Nos 31 dias decorridos de maio, o Espírito Santo registrou 78 homicídios dolosos, sendo assim o menor número de assassinatos para um mês em 2023. No total, o Estado acumula 439 mortes violentas em cinco meses, sendo esse o segundo melhor resultado da série histórica, iniciada em 1996, perdendo apenas para o ano passado, que apresentou 412 crimes, no mesmo período.

Até o momento, os dados mostram que 2023 está menos violento que 2019, por exemplo, ano em que os assassinatos fecharam em menos de mil casos. Dentro dos objetivos do Programa Estado Presente em Defesa da Vida, liderado diretamente pelo governador Renato Casagrande, o Espírito Santo vem apresentando redução nos homicídios nos últimos anos.

Segundo o coordenador do Programa Estado Presente, o secretário de Estado de Economia e Planejamento, Álvaro Duboc, não há nenhum motivo para comemoração e o desafio é grande quando se trata da Segurança Pública.

“O desafio na segurança pública é constante. Como o governador Renato Casagrande costuma dizer: enquanto estivermos perdendo uma única vida no Espírito Santo, não há motivos para comemoração. As estatísticas nos mostram que as ações do programa Estado Presente refletem em resultados efetivos e que estamos no caminho certo. Mas ainda temos muito para fazer. Os resultados nos motivam a seguir e também a potencializar, cada vez mais, os investimentos na estruturação, modernização, capacitação e trabalho articulado entre as nossas forças policiais, combinadas com as ações de proteção social, especialmente nos territórios mais vulneráveis do Estado”, disse.

O secretário de Estado da Segurança Pública e Defesa Social, coronel Alexandre Ramalho, destacou o trabalho que tem sido feito pelas forças de segurança, com o objetivo de enfraquecer as organizações criminosas, que são responsáveis pela maior parte das mortes, e colocar homicidas atrás das grades.

“Temos acompanhado diariamente o trabalho das nossas tropas em campo, com prisões qualificadas, apreensões de armamentos, drogas, além de operações com diversos mandados de prisão e busca apreensão, de norte a sul do Espírito Santo.

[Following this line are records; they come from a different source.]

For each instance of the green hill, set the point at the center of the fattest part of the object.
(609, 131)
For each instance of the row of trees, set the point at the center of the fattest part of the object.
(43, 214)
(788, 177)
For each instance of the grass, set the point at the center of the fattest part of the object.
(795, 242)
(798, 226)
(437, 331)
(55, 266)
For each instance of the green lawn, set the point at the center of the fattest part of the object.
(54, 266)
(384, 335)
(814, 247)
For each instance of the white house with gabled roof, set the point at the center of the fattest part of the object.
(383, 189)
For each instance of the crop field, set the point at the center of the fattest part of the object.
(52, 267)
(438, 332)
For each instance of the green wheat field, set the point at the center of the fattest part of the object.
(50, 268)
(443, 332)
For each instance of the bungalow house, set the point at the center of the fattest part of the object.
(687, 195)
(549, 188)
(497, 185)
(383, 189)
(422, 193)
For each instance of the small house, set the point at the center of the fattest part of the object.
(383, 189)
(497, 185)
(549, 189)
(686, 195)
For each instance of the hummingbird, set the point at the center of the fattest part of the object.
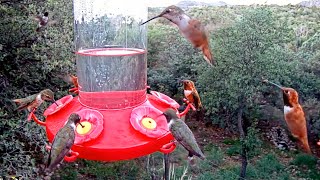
(32, 102)
(191, 93)
(62, 142)
(294, 115)
(182, 133)
(72, 80)
(190, 28)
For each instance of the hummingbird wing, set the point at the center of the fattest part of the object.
(198, 33)
(25, 102)
(61, 145)
(37, 18)
(200, 39)
(196, 99)
(52, 22)
(182, 133)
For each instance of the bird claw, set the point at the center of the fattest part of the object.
(74, 90)
(48, 148)
(189, 105)
(31, 114)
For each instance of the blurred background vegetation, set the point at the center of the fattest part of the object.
(281, 43)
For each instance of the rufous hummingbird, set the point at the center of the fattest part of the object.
(72, 80)
(32, 102)
(62, 142)
(182, 133)
(191, 93)
(294, 115)
(190, 28)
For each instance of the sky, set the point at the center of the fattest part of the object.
(138, 8)
(161, 3)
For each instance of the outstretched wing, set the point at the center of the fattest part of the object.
(61, 145)
(25, 102)
(196, 99)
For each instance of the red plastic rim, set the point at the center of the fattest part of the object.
(111, 52)
(96, 120)
(142, 112)
(53, 108)
(112, 99)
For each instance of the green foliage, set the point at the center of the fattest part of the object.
(29, 63)
(306, 166)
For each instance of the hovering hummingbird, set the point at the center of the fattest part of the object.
(182, 133)
(294, 115)
(192, 29)
(63, 142)
(32, 102)
(191, 93)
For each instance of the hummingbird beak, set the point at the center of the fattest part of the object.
(54, 101)
(150, 20)
(81, 125)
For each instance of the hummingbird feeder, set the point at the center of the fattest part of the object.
(121, 121)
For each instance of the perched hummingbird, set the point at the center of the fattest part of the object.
(294, 115)
(62, 142)
(182, 133)
(191, 93)
(34, 101)
(190, 28)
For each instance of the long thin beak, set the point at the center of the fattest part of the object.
(277, 85)
(54, 101)
(81, 125)
(150, 20)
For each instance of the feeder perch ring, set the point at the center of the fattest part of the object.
(149, 121)
(168, 148)
(93, 126)
(53, 108)
(73, 156)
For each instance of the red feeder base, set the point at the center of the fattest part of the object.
(114, 134)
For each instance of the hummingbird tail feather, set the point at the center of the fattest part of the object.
(306, 146)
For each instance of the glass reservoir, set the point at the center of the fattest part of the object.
(110, 52)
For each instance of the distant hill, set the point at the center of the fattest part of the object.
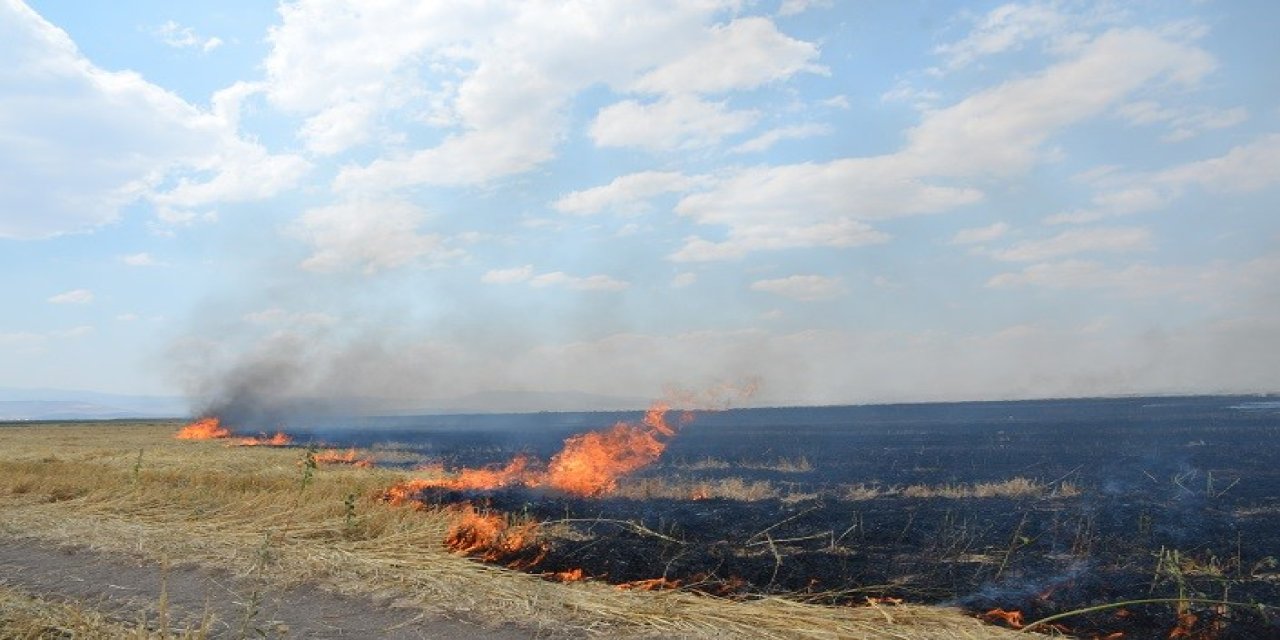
(17, 403)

Só tenho a agradecer a todos pelo trabalho realizado, a missão é muito difícil de evitar esse tipo de crime, mas temos conseguido resultados expressivos, dentro do programa Estado Presente, nos últimos anos. Seguiremos com muito esforço, para evitar essas mortes”, afirmou Ramalho.

Redução de mortes de mulheres

O Espírito Santo tem apresentado resultados importantes na questão da redução de mortes de mulheres. Ao todo, são 36 casos registrados de janeiro a maio no Estado, sendo esse o menor número desde 2001. Desses, 13 são considerados feminicídios, quando o motivo do assassinato envolve a questão da violência doméstica e, geralmente, é cometido por homens que têm algum relacionamento com a vítima.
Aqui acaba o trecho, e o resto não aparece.